Проседающий под подошвами мостик? Он такой уже не первый десяток лет.
Поперхнулся пивом? Нечего дергаться на крики за стеной, точно курсант-второгодка.
Споткнулся и едва не напоролся на штырь? Под ноги надо было смотреть; будь рядом Хауэр – совершенно справедливо устроил бы нагоняй за рассеянность и неуклюжесть, ибо готов должен быть ко всему и всегда, вне зависимости от ситуации, и уж точно не должен поскальзываться на уличном мусоре…
Едва не ошпарился маслом? Меньше надо думать о лестницах и больше смотреть, куда идешь.
Черепица, рухнувшая на голову? Так ведь не на голову. Успел увернуться. Как и от тележки с грузом.

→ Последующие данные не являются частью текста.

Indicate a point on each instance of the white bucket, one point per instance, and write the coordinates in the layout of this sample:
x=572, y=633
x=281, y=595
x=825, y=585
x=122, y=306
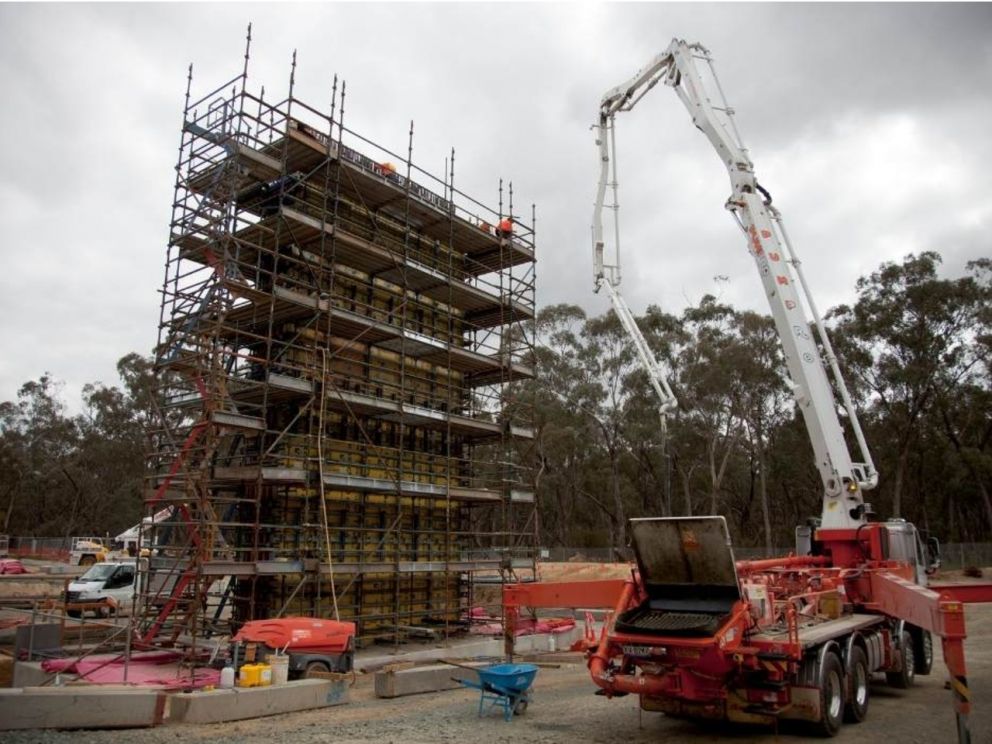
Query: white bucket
x=280, y=669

Почему? Потому что как раз здесь выучка сработала: был готов вообще, именно ко всему, а не ждал конкретной опасности от безопасных предметов и ситуаций. Потому что не цеплялся мыслями за ненужное. Потому что не пытался увидеть то, что могло бы быть, но чего не было. Потому что не пугался заранее…
Крыша трактира чинится в должное время. Хозяин здесь дотошный и аккуратный. Скрипящая вывеска не рухнет по той же причине. Район тут приличный, и все дома в отменном состоянии, поэтому идти под самыми скатами, вдоль стен, можно спокойно.
Старая липа, покореженная молнией… Хозяева все-таки решили срубить ее, и сейчас двое горожан (отец и сын, хозяева дома?..) вовсю орудуют топорами… Мимо можно и нужно пройти спокойно. Летящие щепки – слишком мелкие, чтобы причинить вред. Липа обрублена недостаточно для того, чтобы упасть и придавить своей тяжестью. Топоры из взмокших ладоней не вылетят и не вонзятся в проходящих мимо майстера инквизитора и ведьму.
Почему?..
Потому что этого просто не будет.
Потому что дом, люди, липа, мелкая щепа и топоры в руках – реальность. Все остальное – фантазия. Ненужная. Лишняя. Глупая…
Глава 25
Мир был похож на сон и вместе с тем реален, как никогда. Мир словно разделился на две части: одна была ощутимой, зримой, материальной, а другая – зыбкой и колеблющейся, почти призрачной, словно дым, и эта вторая его половина норовила затянуть в себя и заставить жить по своим правилам и законам – когда все может измениться разом и неожиданно, когда может случиться что угодно и в любой миг. Временами от напряжения и попыток не позволить себе поддаться, расслабиться, погрузиться в этот морок начинала снова болеть голова, а где-то в глубине подспудно шевелился червячок сомнения – а долго ли, в самом деле, так можно продержаться? Хватит ли сил человеческих для противостояния надчеловеческому? И где он – предел этих сил…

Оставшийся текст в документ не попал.